A strong Georgian nationalist movement grew up from around this time, the precursor of the irrepressible Georgian nationalism which has shaped the republic’s history during the Soviet and post-Soviet periods. Although Stalin was himself a Georgian – his real name was Djugashvili – the republic suffered terribly during the purges of the 1930s and 40s. Nonetheless, many Georgians continue to this day to idolise their most notorious son.

Stalin’s repressive policies failed to stamp out Georgian nationalism. In a referendum held in April 1991, an overwhelming majority voted in favour of independence from the Soviet Union and a formal declaration of independence was made in May.

Apart from the dire state of the Georgian economy, the country’s main problems have been the secessionist revolts in the outlying Georgian provinces of Abkhazia on the Black Sea coast (where Gamsakhurdia was located) and South Ossetia in the north. The only existing mediation effort, on the part of the UN, is at a standstill and Abkhazia and South Ossetia is now effectively isolated from the rest of Georgia.
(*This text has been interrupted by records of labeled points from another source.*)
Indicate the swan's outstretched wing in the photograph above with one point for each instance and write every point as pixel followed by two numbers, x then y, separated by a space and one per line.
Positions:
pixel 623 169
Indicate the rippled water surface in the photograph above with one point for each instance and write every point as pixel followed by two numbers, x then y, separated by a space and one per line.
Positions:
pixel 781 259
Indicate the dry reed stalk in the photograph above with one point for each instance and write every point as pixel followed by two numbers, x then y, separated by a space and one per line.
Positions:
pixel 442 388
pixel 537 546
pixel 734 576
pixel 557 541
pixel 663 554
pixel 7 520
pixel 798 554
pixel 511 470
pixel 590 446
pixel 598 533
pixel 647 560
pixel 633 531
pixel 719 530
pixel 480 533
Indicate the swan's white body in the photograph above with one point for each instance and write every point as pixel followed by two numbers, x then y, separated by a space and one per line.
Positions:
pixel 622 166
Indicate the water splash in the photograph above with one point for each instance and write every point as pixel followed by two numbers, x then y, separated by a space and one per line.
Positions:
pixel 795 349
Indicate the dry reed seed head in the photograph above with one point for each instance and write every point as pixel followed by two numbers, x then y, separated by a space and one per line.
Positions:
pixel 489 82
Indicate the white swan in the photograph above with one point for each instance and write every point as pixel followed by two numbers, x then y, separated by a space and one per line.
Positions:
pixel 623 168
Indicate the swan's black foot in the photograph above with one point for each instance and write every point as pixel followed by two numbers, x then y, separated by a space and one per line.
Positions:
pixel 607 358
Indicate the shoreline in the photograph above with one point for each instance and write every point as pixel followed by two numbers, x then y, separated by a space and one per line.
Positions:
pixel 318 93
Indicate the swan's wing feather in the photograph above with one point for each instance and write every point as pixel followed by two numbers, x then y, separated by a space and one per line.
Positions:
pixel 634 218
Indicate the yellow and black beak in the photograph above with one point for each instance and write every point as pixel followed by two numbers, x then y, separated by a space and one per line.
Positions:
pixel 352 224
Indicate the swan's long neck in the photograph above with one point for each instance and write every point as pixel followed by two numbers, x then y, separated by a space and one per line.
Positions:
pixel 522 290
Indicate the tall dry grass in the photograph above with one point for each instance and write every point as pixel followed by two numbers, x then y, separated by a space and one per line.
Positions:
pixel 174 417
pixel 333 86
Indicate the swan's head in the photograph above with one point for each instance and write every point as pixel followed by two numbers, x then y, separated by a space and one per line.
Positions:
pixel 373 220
Formerly the holiday haunt of the privileged elite of the Soviet Union, Georgia is blessed with stunning scenery, a balmy climate and a rich variety of flora and fauna. Enclosed high valleys, wide basins, health spas with famous mineral waters, caves and waterfalls combine in this land of varied landscapes and striking beauty. With its stone houses built around vine-draped courtyards, and winding streets, the capital, Tbilisi, has a lively, Mediterranean atmosphere. Sukhumi, the capital of Abkhazia in the far northwest of Georgia, was until civil unrest a relaxed, sunny port/resort, renowned for its beaches fringed with palms and eucalyptus trees, lively open-air cafes and cosmopolitan population.